I think the “as effective as preschool” (not our quote) comes from the finding that the impact of the show on test scores and on the likelihood of remaining at grade level are comparable to estimates obtained from Head Start. We do not endorse what may be an obvious extension … then we don’t need preschool.

In a separate e-mail Kearney, the other author, addressed the fact that the researchers did not know if students actually watched “Sesame Street” but looked at areas with greater vs. less access to the show. She wrote:

The fact that we don’t know which kids watched the show means we say something about the generation of kids who had access to the show. This is a real methodological strength, not weakness. We find that kids who lived in places where the show could be readily viewed saw improvements in educational outcomes as compared to kids in places where the show could not be readily viewed. This allows us to say that was because of the show.
Our analysis controls for differences between the places by using a comparison group of older kids who were already in school when the show came on the air — we use those older kids to difference out any pre-existing differences in educational outcomes for kids in different cities.
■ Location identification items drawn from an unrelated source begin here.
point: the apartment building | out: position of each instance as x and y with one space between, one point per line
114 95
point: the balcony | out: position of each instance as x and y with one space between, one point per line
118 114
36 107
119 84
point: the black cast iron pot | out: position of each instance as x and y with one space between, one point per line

Then we see that after the show is aired, the kids in cities with broadcast access to it do relatively better. What we have to control for are other policies that might have come into effect at exactly 1969 and affected preschool age children differently from older children. We control for the roll-out of the food stamp program and Head Start funding levels just to be very cautious, though there were not discrete breaks in those programs at exactly the same time in a way that was correlated with the strength of PBS broadcast signals.
In contrast, previous studies that look at kids who watched the show versus kids who didn’t watch the show have the problem that the kids who watch the show might have very different families or parents — for example, perhaps kids who watch the show have parents who are very committed to their learning, and that is why they watch the show. In that case, researchers are unable to attribute differences to outcomes to the viewership of the show. Our approach surmounts that challenge.
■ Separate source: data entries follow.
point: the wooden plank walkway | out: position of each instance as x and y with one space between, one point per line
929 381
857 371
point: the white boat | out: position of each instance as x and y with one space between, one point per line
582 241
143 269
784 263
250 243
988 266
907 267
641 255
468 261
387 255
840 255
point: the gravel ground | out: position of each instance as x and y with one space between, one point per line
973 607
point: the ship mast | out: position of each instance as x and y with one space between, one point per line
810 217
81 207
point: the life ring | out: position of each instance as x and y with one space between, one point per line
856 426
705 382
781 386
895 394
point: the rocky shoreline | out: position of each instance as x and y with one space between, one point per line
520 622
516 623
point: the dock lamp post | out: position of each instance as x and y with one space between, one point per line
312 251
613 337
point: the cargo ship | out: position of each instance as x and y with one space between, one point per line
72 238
Barnett doesn’t agree. Asked about the authors’ methodology, Barnett said it “just pushes the selection bias problem up from the individual level to the community level where they must be correct that there are no other differences around the same time that would affect the outcomes or the access. It seems reasonable, but the answers do not seem reasonable.”
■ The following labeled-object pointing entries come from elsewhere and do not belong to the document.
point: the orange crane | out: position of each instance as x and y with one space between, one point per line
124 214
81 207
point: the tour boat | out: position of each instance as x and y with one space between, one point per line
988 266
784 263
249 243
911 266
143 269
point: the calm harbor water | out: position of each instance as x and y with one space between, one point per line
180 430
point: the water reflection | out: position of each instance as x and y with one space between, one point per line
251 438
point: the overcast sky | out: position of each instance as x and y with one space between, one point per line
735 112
(Why economists think they can factor out every possible influence except for the one thing they are studying to draw a conclusive cause and effect is an issue for another day. Some economists in fact say they can eliminate every single factor that affects a child’s performance on a single standardized test to determine a teacher’s “value” to that child, including how children react to violence in their neighborhood, post traumatic stress disorder, depression, hunger and sickness — and, presumably, a lousy test design. Sure they can.)

There is another issue about the paper worth mentioning — the title, “Early Childhood Education by MOOC: Lessons From Sesame Street.” The working paper says:

An analysis of the effectiveness of Sesame Street can potentially also inform current discussions regarding the ability of Massive Open Online Courses (MOOCs) to deliver educational improvements. In essence, Sesame Street was the first MOOC. Although MOOCs differ in what they entail, Sesame Street satisfies the basic feature of electronic transmission of online educational material. Both Sesame Street and MOOCs provide educational interventions at a fraction of the cost of more traditional classroom settings. Most (but not all) MOOCs exist at the level of higher education, which clearly differs from a preschool intervention. Our knowledge of the ability of MOOCs to improve outcomes for its participants is so limited, though, that any proper evaluation of the impact of electronic transmission of educational content is beneficial.

Beneficial it may be, but the idea of suggesting that the discussion of MOOCS for adults can be informed by how preschoolers take in information is, well, a stretch. Just like thinking a television show is as good an educational model as a good preschool.